We Ride A Whirlwind in Civil War News

We Ride A Whirlwind in Civil War News

Thanks to Civil War News for this fine review of “We Ride a Whirlwind: Sherman and Johnston at Bennett Place.” We also thank them for allowing us to republish it here.

We Ride a Whirlwind: Sherman and Johnston at Bennett Place.
By Eric J. Wittenberg.
Maps, photos, notes, appendices, index, 249 pp., 2017. Fox Run Publishing, www.foxrunpub.com. $34.95 hardcover.

Reviewed by Daniel T. Davis

On April 9, 1865, Gen. Robert E. Lee surrendered the Army of Northern Virginia to Lt. Gen. Ulysses S. Grant at Appomattox Court House. Lee’s capitulation, however, did not bring an end to the Civil War. Another Southern force, Gen. Joseph E. Johnston’s Army of Tennessee, was still operating in North Carolina. Since his return to command in February, Johnston had contested the advance of Maj. Gen. William T. Sherman’s army group as it marched through the Carolinas from Savannah. The loss of the Confederacy’s most significant command in Virginia convinced Johnston that further resistance was useless. He resolved to meet with Sherman and seek terms of surrender.

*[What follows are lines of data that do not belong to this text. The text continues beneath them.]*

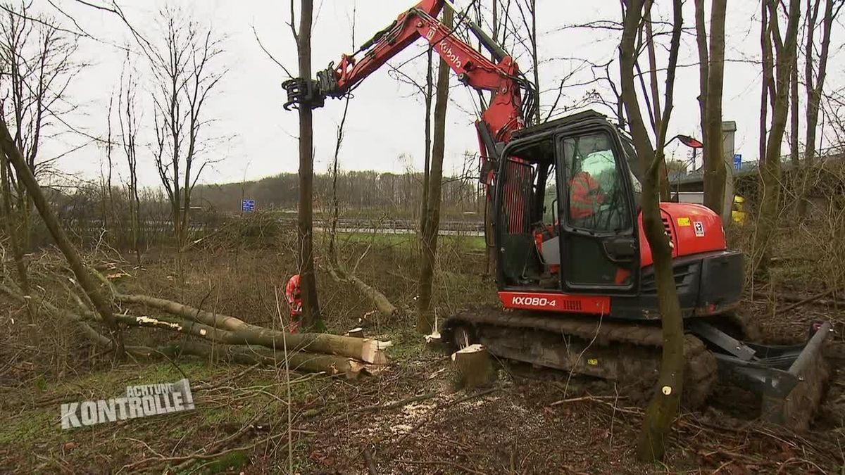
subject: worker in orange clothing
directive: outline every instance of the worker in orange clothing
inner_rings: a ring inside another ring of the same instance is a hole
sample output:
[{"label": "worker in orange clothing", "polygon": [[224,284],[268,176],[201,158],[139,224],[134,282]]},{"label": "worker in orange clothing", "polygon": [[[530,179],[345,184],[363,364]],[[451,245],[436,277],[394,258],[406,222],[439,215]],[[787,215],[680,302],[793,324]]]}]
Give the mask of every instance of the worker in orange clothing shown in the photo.
[{"label": "worker in orange clothing", "polygon": [[581,171],[570,182],[570,217],[574,220],[592,216],[604,203],[601,185],[590,173]]},{"label": "worker in orange clothing", "polygon": [[299,319],[303,314],[303,298],[299,274],[295,274],[287,281],[287,285],[285,287],[285,300],[287,301],[287,306],[291,308],[291,333],[297,333],[299,330]]}]

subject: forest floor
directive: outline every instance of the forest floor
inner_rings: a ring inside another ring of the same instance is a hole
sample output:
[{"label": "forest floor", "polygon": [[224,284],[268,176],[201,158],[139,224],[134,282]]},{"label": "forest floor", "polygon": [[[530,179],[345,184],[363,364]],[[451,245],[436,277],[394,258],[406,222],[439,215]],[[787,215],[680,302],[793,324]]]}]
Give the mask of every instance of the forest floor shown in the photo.
[{"label": "forest floor", "polygon": [[[264,237],[266,238],[266,237]],[[349,237],[347,268],[412,308],[416,266],[411,242]],[[477,243],[444,239],[437,274],[440,318],[462,307],[495,303]],[[278,327],[276,292],[295,269],[293,247],[204,243],[183,256],[154,250],[143,266],[114,253],[95,264],[125,272],[128,291],[213,308]],[[373,309],[353,288],[333,281],[318,261],[321,305],[330,331],[357,326]],[[817,293],[799,264],[779,270],[777,285],[747,295],[743,311],[758,317],[764,340],[797,342],[810,321],[837,330],[831,366],[842,360],[845,308],[830,299],[780,312],[781,295]],[[797,270],[796,270],[797,269]],[[811,270],[810,270],[811,271]],[[811,279],[810,280],[811,281]],[[8,308],[8,311],[5,310]],[[412,316],[376,320],[368,336],[390,340],[390,365],[355,380],[286,374],[283,368],[175,363],[114,363],[56,322],[32,328],[23,309],[0,298],[0,472],[150,473],[842,473],[845,470],[845,379],[834,371],[811,430],[796,434],[738,413],[732,391],[677,421],[664,465],[633,461],[641,407],[613,385],[564,372],[504,363],[490,389],[456,390],[448,354],[427,348]],[[161,341],[149,330],[128,330],[137,343]],[[113,397],[128,385],[190,380],[193,411],[63,430],[63,402]],[[411,399],[413,398],[412,401]]]}]

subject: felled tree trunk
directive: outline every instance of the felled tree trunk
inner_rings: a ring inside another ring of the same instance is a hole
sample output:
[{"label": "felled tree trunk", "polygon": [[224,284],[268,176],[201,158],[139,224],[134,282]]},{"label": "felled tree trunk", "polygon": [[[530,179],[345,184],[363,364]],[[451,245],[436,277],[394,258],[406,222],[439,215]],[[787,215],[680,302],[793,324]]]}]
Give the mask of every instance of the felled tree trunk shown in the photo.
[{"label": "felled tree trunk", "polygon": [[[452,11],[443,11],[443,25],[452,26]],[[417,301],[417,331],[428,335],[434,329],[434,314],[432,312],[432,297],[434,286],[434,265],[437,261],[437,234],[440,222],[440,194],[443,184],[443,157],[445,150],[446,106],[449,103],[449,63],[440,60],[438,69],[436,99],[434,102],[434,134],[431,154],[431,172],[428,177],[427,209],[423,214],[423,226],[420,233],[422,248],[419,275],[419,299]]]},{"label": "felled tree trunk", "polygon": [[230,336],[226,336],[226,342],[230,344],[260,345],[275,349],[282,348],[286,345],[291,351],[339,355],[360,359],[373,364],[387,363],[387,355],[384,350],[390,346],[389,341],[379,341],[369,338],[350,338],[324,333],[286,334],[276,330],[250,325],[235,317],[200,310],[164,298],[120,293],[116,294],[115,298],[119,302],[139,303],[158,308],[168,314],[204,324],[211,327],[212,330],[224,330],[231,332]]},{"label": "felled tree trunk", "polygon": [[452,367],[461,387],[483,387],[496,380],[490,353],[482,345],[470,345],[452,353]]}]

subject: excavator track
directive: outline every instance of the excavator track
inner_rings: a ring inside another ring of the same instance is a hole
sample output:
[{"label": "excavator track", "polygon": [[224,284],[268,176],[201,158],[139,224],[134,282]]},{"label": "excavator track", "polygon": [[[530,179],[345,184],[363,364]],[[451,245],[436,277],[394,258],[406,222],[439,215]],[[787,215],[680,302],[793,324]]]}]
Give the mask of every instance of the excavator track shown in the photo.
[{"label": "excavator track", "polygon": [[[660,369],[660,326],[503,310],[466,310],[447,319],[443,335],[453,346],[480,342],[500,358],[614,381],[635,403],[651,397]],[[717,375],[716,357],[698,338],[684,336],[683,403],[704,405]]]}]

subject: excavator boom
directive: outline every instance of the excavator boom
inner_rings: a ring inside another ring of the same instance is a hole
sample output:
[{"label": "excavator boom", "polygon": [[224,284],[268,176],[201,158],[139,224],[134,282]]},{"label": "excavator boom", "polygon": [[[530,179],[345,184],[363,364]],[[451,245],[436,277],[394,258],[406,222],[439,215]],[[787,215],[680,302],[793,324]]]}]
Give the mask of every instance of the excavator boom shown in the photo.
[{"label": "excavator boom", "polygon": [[[350,94],[417,40],[424,39],[465,85],[491,94],[476,122],[481,179],[496,254],[500,308],[450,316],[443,336],[483,343],[500,357],[616,381],[651,394],[662,334],[651,255],[638,210],[639,163],[618,128],[587,111],[526,127],[537,92],[514,58],[463,15],[437,19],[447,0],[422,0],[316,79],[286,81],[285,108],[317,108]],[[467,25],[490,55],[455,35]],[[579,191],[580,190],[580,191]],[[548,195],[547,195],[548,192]],[[493,199],[495,197],[495,199]],[[727,248],[719,216],[694,205],[661,204],[673,243],[684,318],[684,401],[703,404],[717,378],[762,396],[763,417],[806,428],[822,394],[820,348],[829,324],[805,345],[744,343],[724,332],[750,325],[733,314],[743,258]],[[494,226],[491,226],[494,225]],[[721,328],[720,328],[721,327]]]}]

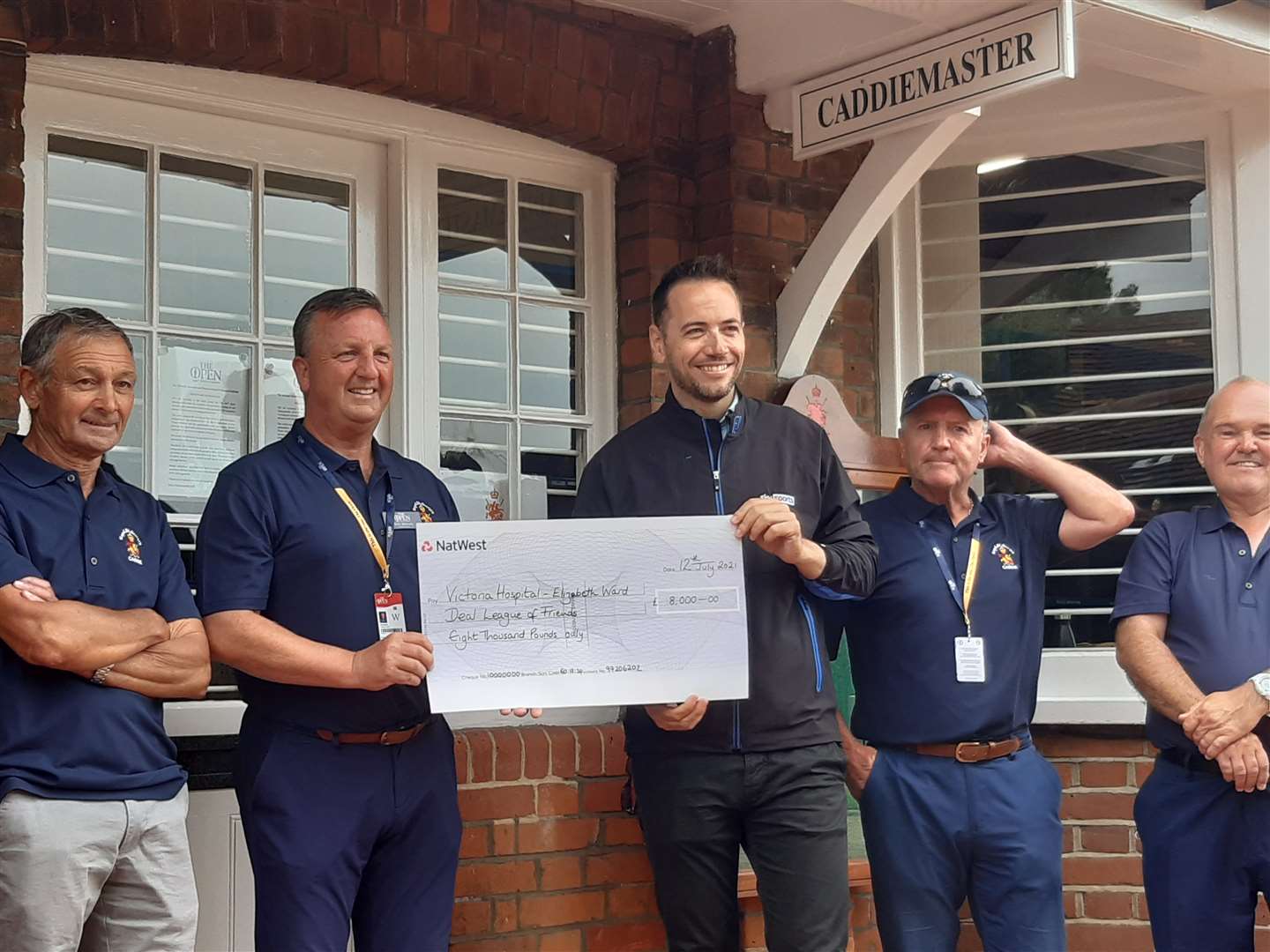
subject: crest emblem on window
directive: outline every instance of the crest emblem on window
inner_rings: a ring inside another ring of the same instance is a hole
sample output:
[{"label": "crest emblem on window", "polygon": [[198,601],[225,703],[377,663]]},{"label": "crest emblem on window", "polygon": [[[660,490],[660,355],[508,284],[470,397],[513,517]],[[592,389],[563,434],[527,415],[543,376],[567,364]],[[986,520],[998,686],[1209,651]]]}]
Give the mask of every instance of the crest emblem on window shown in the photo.
[{"label": "crest emblem on window", "polygon": [[132,529],[124,529],[119,533],[119,542],[123,543],[124,550],[128,552],[128,561],[135,565],[145,565],[141,561],[141,537]]},{"label": "crest emblem on window", "polygon": [[497,489],[491,489],[489,499],[485,500],[485,519],[486,522],[503,522],[505,518],[507,509],[503,508],[503,496]]}]

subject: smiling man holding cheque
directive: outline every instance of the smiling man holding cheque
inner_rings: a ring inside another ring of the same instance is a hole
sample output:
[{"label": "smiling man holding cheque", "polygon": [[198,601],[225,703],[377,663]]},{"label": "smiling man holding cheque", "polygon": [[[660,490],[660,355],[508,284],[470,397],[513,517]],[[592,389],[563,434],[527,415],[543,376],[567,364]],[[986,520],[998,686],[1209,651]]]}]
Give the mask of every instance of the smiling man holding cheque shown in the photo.
[{"label": "smiling man holding cheque", "polygon": [[[745,334],[720,258],[672,268],[649,340],[665,404],[587,466],[578,517],[733,514],[744,542],[747,701],[626,710],[626,750],[672,949],[735,949],[738,848],[773,952],[850,933],[846,763],[822,598],[869,594],[878,550],[824,430],[737,390]],[[683,637],[692,637],[686,627]]]}]

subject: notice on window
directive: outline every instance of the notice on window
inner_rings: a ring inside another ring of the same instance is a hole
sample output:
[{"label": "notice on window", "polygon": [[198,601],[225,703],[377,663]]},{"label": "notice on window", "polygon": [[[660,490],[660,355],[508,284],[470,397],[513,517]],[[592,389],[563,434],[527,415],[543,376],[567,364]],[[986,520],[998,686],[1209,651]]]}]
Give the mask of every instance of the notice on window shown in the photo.
[{"label": "notice on window", "polygon": [[155,495],[207,499],[246,452],[248,377],[245,352],[160,345]]},{"label": "notice on window", "polygon": [[304,416],[305,399],[296,382],[291,362],[281,357],[264,358],[264,439],[274,443],[288,433],[291,424]]}]

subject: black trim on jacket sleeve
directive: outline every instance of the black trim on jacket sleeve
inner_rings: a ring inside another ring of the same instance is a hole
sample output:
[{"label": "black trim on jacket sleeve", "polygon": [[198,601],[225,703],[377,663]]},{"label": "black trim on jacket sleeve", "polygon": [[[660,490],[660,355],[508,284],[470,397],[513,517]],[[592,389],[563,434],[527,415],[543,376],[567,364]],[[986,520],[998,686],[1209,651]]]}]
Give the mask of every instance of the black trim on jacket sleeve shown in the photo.
[{"label": "black trim on jacket sleeve", "polygon": [[867,598],[878,578],[878,543],[860,514],[860,494],[829,437],[820,432],[820,523],[814,541],[824,546],[818,583],[847,595]]}]

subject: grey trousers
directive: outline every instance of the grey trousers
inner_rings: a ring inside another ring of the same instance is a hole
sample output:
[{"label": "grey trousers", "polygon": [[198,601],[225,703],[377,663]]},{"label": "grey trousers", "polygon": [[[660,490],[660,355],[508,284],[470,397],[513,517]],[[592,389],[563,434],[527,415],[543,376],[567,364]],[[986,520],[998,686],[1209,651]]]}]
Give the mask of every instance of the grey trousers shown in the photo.
[{"label": "grey trousers", "polygon": [[192,949],[188,809],[185,788],[171,800],[0,800],[0,947]]}]

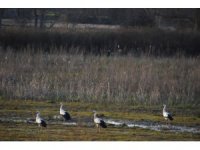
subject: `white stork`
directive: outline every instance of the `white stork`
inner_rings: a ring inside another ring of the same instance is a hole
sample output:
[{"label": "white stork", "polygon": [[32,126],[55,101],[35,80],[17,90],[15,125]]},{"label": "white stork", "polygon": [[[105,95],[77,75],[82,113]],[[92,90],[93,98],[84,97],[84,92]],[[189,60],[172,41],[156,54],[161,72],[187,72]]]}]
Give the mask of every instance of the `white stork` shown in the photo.
[{"label": "white stork", "polygon": [[107,128],[105,121],[102,118],[99,118],[97,116],[96,111],[93,111],[93,112],[94,112],[94,123],[96,127],[99,128],[99,131],[100,131],[100,128]]},{"label": "white stork", "polygon": [[163,105],[163,117],[165,120],[173,120],[174,118],[172,117],[172,114],[166,111],[166,105]]},{"label": "white stork", "polygon": [[35,118],[36,123],[38,123],[38,126],[42,126],[42,127],[47,127],[46,122],[44,121],[44,119],[42,119],[40,117],[40,112],[36,112],[36,118]]},{"label": "white stork", "polygon": [[60,103],[60,114],[63,116],[64,120],[71,120],[71,116],[68,112],[63,109],[63,104]]}]

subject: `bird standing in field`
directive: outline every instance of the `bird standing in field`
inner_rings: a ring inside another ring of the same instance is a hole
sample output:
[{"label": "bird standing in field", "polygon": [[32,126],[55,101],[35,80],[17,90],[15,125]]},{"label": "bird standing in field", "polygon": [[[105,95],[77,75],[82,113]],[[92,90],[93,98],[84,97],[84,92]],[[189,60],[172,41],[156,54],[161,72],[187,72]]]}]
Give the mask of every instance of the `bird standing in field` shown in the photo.
[{"label": "bird standing in field", "polygon": [[96,127],[99,129],[98,131],[100,132],[100,128],[107,128],[105,121],[97,116],[96,111],[93,112],[94,112],[94,123]]},{"label": "bird standing in field", "polygon": [[165,120],[173,120],[174,118],[172,117],[172,114],[166,111],[166,105],[163,105],[163,117]]},{"label": "bird standing in field", "polygon": [[63,116],[65,121],[71,120],[70,114],[63,109],[63,104],[62,103],[60,103],[60,115]]},{"label": "bird standing in field", "polygon": [[36,112],[36,118],[35,118],[36,123],[38,124],[39,127],[47,127],[46,122],[44,119],[40,117],[40,112]]}]

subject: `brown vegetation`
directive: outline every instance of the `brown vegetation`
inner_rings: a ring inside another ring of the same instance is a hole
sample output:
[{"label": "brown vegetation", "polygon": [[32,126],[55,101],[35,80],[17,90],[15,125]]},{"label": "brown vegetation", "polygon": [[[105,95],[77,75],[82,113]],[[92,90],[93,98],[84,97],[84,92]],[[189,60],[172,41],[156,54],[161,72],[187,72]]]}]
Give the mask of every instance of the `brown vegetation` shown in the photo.
[{"label": "brown vegetation", "polygon": [[199,105],[197,58],[70,55],[64,50],[0,54],[4,98]]}]

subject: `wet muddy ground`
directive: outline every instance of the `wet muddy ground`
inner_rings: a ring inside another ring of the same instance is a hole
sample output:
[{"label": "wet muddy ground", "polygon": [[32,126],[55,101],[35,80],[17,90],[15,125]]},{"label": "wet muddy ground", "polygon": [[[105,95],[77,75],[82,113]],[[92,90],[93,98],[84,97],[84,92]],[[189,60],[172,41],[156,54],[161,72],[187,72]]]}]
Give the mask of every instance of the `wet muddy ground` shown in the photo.
[{"label": "wet muddy ground", "polygon": [[[199,141],[199,117],[179,116],[167,122],[160,114],[144,112],[112,112],[104,110],[108,128],[98,132],[93,123],[91,107],[69,104],[71,121],[63,121],[59,104],[46,102],[0,103],[1,141]],[[43,107],[40,107],[40,105]],[[58,105],[58,106],[57,106]],[[93,106],[93,105],[92,105]],[[78,107],[79,109],[75,109]],[[95,106],[97,109],[97,106]],[[35,123],[35,111],[40,110],[47,128]],[[102,108],[101,108],[102,109]],[[117,110],[117,109],[116,109]]]}]

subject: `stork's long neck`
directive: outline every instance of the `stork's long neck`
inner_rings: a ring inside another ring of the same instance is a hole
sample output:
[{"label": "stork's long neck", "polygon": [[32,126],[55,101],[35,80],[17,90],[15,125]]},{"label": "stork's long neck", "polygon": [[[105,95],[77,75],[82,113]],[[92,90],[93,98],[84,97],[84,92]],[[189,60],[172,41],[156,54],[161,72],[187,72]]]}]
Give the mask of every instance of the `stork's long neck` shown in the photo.
[{"label": "stork's long neck", "polygon": [[96,117],[97,117],[97,113],[95,112],[95,113],[94,113],[94,118],[96,118]]},{"label": "stork's long neck", "polygon": [[163,107],[163,112],[166,112],[166,105]]},{"label": "stork's long neck", "polygon": [[40,118],[40,114],[39,113],[37,113],[36,118]]}]

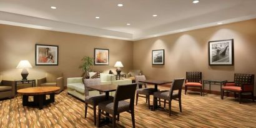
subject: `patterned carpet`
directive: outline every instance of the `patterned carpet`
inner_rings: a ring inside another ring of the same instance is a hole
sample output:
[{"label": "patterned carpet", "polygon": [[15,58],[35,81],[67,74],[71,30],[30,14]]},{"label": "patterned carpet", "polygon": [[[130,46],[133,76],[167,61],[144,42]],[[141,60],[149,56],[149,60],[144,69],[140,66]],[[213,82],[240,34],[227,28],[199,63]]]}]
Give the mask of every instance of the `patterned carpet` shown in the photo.
[{"label": "patterned carpet", "polygon": [[[167,110],[149,111],[145,101],[139,97],[135,107],[136,127],[256,127],[256,103],[249,100],[239,104],[233,97],[220,100],[219,96],[185,96],[183,92],[182,112],[179,112],[178,102],[174,101],[170,117]],[[55,102],[42,110],[23,107],[21,96],[0,101],[0,127],[95,127],[92,117],[92,111],[88,109],[85,119],[84,104],[66,92],[56,96]],[[122,113],[117,127],[130,127],[130,114]]]}]

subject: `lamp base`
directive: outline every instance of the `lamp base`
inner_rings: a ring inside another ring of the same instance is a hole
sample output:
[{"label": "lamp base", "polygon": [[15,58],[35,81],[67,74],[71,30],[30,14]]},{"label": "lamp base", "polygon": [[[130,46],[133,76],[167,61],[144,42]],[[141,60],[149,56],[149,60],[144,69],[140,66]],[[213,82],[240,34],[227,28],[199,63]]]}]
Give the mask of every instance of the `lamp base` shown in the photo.
[{"label": "lamp base", "polygon": [[27,69],[23,69],[22,71],[21,72],[21,76],[22,77],[22,80],[27,80],[27,76],[29,76],[29,72],[27,72]]}]

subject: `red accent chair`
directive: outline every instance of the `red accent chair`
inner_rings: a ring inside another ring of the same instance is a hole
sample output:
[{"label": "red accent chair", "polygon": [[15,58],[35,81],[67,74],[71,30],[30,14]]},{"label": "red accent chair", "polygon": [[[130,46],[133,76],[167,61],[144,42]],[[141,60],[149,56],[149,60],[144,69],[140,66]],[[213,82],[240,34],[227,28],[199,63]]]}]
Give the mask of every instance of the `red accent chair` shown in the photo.
[{"label": "red accent chair", "polygon": [[241,103],[241,97],[243,93],[250,92],[252,100],[254,102],[254,74],[235,74],[234,82],[228,82],[224,84],[221,89],[221,99],[224,97],[224,91],[226,91],[227,96],[229,92],[234,92],[235,98],[236,94],[239,95],[239,103]]},{"label": "red accent chair", "polygon": [[202,72],[186,72],[185,82],[185,94],[187,94],[187,87],[197,87],[200,89],[202,96]]}]

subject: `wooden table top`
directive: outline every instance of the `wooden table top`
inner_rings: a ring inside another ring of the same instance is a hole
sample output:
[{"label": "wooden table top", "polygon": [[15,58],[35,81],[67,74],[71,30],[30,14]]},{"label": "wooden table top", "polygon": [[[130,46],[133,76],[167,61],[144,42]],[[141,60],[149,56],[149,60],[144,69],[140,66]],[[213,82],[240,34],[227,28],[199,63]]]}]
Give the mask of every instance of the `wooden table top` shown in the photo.
[{"label": "wooden table top", "polygon": [[35,87],[21,89],[17,92],[22,95],[42,95],[54,93],[60,89],[59,87]]},{"label": "wooden table top", "polygon": [[161,85],[161,84],[169,84],[169,83],[172,83],[172,81],[164,81],[164,80],[151,80],[151,79],[147,79],[147,80],[144,80],[144,81],[139,81],[139,82],[144,82],[147,84],[157,84],[157,85]]},{"label": "wooden table top", "polygon": [[87,87],[89,89],[96,90],[100,92],[106,92],[115,91],[117,86],[115,84],[106,84],[106,85],[97,85],[97,86],[91,86]]}]

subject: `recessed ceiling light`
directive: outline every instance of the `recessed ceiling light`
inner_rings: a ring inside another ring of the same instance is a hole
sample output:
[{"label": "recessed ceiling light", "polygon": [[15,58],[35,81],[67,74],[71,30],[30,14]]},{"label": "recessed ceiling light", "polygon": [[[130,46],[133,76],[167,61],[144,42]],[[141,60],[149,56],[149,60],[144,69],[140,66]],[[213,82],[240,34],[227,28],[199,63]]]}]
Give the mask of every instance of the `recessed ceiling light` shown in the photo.
[{"label": "recessed ceiling light", "polygon": [[54,6],[51,6],[51,8],[52,9],[57,9],[57,7],[54,7]]},{"label": "recessed ceiling light", "polygon": [[119,6],[119,7],[122,7],[122,6],[124,6],[124,4],[117,4],[117,6]]},{"label": "recessed ceiling light", "polygon": [[193,1],[193,3],[194,3],[194,4],[197,4],[197,3],[199,3],[199,0],[194,0]]}]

The two old foes met at James Bennett’s farm west of Durham Station. Unlike the brief conference in the parlor of Wilmer McClean’s house, Sherman and Johnston met three times on April 17, April 18 and finally on April 26. The outcome ultimately led to the surrender of not only Johnston’s army, but Confederates in the Carolinas, Georgia, Florida and Tennessee, totaling over 89,000 men.

Eric J. Wittenberg, the authority on Civil War cavalry operations, has moved away from his recognized subject of expertise to re-tell this compelling story. Relying on a variety of primary sources, including the writings of Sherman and Johnston, Wittenberg takes readers inside the walls of the Bennett House with the two antagonists. He examines each meeting in detail, the terms of surrender offered by Sherman and agreed to by Johnston, and the political ramifications of those momentous days. The text is supplemented by outstanding maps by Mark A. Moore, the authoritative cartographer of the war in North Carolina. Extensive endnotes provide biographical information on the key individuals of each side.

Wittenberg’s quick-paced prose makes for an enjoyable read; one could easily finish the book over the course of a weekend. Especially of value is the epilogue, which traces the history of Bennett Place through the Civil War’s Centennial and its establishment as a state park. Readers will also find the appendices of great interest. They include an Organization of Forces, an examination of Sherman’s motivation in offering his initial set of terms to Johnston, correspondence between Jefferson Davis and his chief cabinet members prior to Johnston’s surrender, and Lt. Gen. Wade Hampton’s actions after the surrender. This is an excellent and highly recommended work on a forgotten episode of the Civil War.

Daniel T. Davis is the co-author of six books in the Emerging Civil War Series published by Savas Beatie, LLC. His forthcoming book, The Most Desperate Acts of Gallantry: George A. Custer in the Civil War, will be released in the spring of 2018. He is a Managing Editor of the Emerging Civil War blog and resides in Fredericksburg, Va.